Film politici o commediole pure al cinema ci dividiamo

Burro o cannoni? Il cinema italiano pare fermo alla domanda mussoliniana, anno 1939, quando il duce, dal balcone di Piazza Venezia, chiese agli italiani se preferissero rinunciare alla guerra e avere qualcosa da spalmare sul pane, o se alzare il tiro e ottenere qualcosa in più della merenda. Com’è finita, lo certifica la Storia e, se non cambia rotta, l’industria cinematografica incapace di mediare tra due opposte risoluzioni, il burro delle commedie scioglievolissime e i cannoni degli opprimenti film-denuncia, è destinata al definitivo declino.
I manifesti parlano chiaro, adesso, mentre si fronteggiano in un conflitto all’ultimo spettatore film che, in palio, hanno gli incassi del primo finesettimana, quelli che ne decretano il destino in sala e la sopravvivenza dopo, tra sfruttamento televisivo e homevideo. E la battaglia si fa tanto più aspra, quanto più avanza la primavera gentile e, con essa, la voglia di gelato e d’aria aperta, di leggerezza e di libertà dal conosciuto. Soprattutto se il conosciuto rimanda a storie corrusche di decadi passate. Così il fondo scuro del cinema nostrano s’intride ancora di Feltrinelli e Pasolini, stragi di stato e di polizia evocati un po’ per fiction, un po’ per non morire: lo spirito del tempo quale farfalla inchiodata sullo schermo da un entomologo fissato con un certo tipo di ali.

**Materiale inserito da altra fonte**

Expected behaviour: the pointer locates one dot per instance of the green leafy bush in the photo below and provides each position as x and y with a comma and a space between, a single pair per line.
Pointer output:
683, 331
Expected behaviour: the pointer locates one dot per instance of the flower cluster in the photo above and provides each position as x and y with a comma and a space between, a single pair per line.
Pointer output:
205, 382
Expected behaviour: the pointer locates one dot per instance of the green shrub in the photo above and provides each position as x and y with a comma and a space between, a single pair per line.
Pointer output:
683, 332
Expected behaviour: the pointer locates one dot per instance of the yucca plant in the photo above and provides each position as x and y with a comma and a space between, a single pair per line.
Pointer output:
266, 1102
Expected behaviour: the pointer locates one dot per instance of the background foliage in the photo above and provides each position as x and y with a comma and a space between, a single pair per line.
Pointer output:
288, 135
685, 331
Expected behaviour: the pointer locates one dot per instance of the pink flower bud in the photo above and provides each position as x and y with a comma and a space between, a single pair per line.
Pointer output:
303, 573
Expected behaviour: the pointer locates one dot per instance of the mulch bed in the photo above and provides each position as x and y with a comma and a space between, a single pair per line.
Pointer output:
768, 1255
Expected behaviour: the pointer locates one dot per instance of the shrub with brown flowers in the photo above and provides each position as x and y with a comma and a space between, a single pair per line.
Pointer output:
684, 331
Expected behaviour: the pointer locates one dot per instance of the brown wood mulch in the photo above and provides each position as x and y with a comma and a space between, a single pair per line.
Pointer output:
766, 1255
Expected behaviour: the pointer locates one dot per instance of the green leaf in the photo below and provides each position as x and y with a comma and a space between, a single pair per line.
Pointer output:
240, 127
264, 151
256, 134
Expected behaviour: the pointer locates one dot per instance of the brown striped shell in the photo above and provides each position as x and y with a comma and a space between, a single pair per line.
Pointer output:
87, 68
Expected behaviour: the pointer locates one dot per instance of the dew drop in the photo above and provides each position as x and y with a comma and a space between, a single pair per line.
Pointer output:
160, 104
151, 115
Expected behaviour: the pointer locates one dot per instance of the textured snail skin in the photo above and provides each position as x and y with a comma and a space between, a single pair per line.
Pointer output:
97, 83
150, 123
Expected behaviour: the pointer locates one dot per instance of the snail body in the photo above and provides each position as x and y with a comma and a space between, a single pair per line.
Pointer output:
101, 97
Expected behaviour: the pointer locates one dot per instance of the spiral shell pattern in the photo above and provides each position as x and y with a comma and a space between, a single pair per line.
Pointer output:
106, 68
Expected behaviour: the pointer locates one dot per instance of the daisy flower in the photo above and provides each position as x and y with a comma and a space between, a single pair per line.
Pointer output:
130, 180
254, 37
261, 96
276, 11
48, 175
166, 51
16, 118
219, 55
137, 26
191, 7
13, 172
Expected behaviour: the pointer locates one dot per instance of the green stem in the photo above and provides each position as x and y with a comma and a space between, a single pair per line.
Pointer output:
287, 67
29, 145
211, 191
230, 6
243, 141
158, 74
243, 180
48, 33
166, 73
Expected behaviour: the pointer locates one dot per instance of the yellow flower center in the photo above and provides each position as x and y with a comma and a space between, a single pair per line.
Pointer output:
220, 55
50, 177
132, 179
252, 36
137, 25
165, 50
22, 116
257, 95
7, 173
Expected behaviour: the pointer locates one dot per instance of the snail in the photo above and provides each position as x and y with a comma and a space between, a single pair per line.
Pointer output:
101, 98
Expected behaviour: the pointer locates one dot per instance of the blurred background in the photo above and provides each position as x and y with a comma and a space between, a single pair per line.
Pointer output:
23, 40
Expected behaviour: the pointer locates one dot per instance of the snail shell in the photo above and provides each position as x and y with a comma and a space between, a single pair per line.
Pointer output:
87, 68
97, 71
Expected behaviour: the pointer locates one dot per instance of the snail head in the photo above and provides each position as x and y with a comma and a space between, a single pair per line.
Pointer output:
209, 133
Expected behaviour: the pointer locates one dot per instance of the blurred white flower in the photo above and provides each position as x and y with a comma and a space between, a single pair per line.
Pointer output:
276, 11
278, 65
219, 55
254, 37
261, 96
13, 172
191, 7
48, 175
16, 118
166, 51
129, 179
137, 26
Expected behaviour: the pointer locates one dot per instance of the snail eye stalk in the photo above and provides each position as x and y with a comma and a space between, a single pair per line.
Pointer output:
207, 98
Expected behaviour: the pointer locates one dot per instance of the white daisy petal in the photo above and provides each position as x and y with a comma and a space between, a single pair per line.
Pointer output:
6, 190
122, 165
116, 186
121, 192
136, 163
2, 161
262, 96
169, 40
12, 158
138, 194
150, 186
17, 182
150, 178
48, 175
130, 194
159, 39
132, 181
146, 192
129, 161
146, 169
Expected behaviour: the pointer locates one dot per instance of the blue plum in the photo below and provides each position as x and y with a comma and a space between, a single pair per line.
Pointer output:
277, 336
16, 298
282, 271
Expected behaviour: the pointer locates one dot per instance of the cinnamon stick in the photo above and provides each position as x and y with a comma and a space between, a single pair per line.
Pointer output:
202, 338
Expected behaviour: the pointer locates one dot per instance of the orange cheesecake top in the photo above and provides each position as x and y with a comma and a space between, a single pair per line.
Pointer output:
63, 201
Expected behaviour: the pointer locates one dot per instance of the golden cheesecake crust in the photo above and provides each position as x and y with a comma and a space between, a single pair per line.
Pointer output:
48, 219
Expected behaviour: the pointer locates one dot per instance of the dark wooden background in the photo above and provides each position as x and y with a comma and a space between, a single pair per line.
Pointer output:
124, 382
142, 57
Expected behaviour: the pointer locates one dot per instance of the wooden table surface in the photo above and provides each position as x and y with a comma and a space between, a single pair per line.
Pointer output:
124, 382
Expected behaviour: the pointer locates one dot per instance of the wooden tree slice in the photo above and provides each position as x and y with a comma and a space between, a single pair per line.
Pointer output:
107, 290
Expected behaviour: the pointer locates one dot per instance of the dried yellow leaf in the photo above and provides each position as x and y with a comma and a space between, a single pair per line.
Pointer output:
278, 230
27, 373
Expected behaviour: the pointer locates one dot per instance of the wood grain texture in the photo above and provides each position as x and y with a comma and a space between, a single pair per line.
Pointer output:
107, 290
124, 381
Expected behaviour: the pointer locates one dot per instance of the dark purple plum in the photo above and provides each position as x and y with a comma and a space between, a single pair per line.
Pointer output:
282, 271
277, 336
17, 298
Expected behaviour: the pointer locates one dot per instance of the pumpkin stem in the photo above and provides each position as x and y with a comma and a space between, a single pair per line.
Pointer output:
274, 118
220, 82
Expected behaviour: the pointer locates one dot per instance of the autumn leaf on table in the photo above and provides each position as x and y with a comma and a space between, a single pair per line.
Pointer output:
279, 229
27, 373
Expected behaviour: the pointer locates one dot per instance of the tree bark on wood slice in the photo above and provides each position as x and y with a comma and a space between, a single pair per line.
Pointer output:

Mai come prima di Pasqua il Belpaese si divide: di qua la valigetta nera con bomba di Romanzo di una strage, una nuvola di fumo sullo sfondo d’un poster anni Settanta; di là i sorrisi forzati dei forzati della risata in Buona giornata, stereotipati come negli ingenui Sessanta. Un altro dramma politico di Marco Tullio Giordana, incentrato sulla strage di Piazza Fontana - 12 dicembre 1969 ora 16.37 - contro l’ennesima commedia all’italiana dei fratelli Vanzina, con l’usato sicuro targato Banfi e De Sica.
Poco più distante, tante volte, tra uova di cioccolata e mandorli in fiore, lo spettatore si allentasse un po’, un altro avvertimento si profila, porpora ematica su nero: «Diaz. Non pulite questo sangue». Da metà aprile, la denuncia di Daniele Vicari sul G8 di Genova, nel 2001, non quello delle devastazioni e dei saccheggi black-bloc, ma quello della «macelleria messicana» dei poliziotti, stenderà un drappo buio. Per tenere desta l’attenzione, Domenico Procacci, produttore di Diaz, all’anteprima nazionale genovese ha spiegato come, in realtà, lui volesse partire da un film su Carlo Giuliani, il ragazzo con l’estintore, ma poi Rai Cinema gli ha messo i bastoni tra le ruote e allora... Allora,il Sindacato Indipendente di Polizia è insorto («non ci facciamo giudicare da un produttore e da un regista»),ricordando che ci sono tre gradi di giudizio e che le sentenze vanno rispettate. E tutti a mettere le mani avanti, comunque: Giordana e Vicari a ribadire che non volevano provocare, semmai girare un film per far scoprire ai giovani cose che non sanno, mentre i Vanzina, più umilmente, hanno precisato che non volevano «fare Altman», semmai il Marchese del Grillo.
Sta di fatto che, nella disfida tra impegnati a oltranza e cazzari sine die, continua a mancare il prodotto medio di genere. Qualcosa di benfatto e non schierato o di qua, tra i perpetui arrabbiati, o di là, tra gli effimeri di passo. Qualcosa che, quando esce, sia in grado di accontentare la cosiddetta maggioranza silenziosa in cerca d’un prodotto intelligente, né facile né difficile, né di destra, né di sinistra: semplicemente convincente, magari anche attuale. Questo pubblico esiste e infatti ha convogliato 9.907.673 euro nelle casse di Quasi amici, commedia francese in giro da un mese, un’eternità dati i tempi, o 27.121.

513 euro in quelle di Benvenuti al Nord, ottimo calco da un originale francese. Titoli stagionali e titoli di mezzo, dunque, fanno epoca, ma sono rari. Al box office, domani, vinceranno i forzati delle stragi di stato o quelli del ridere per ridere?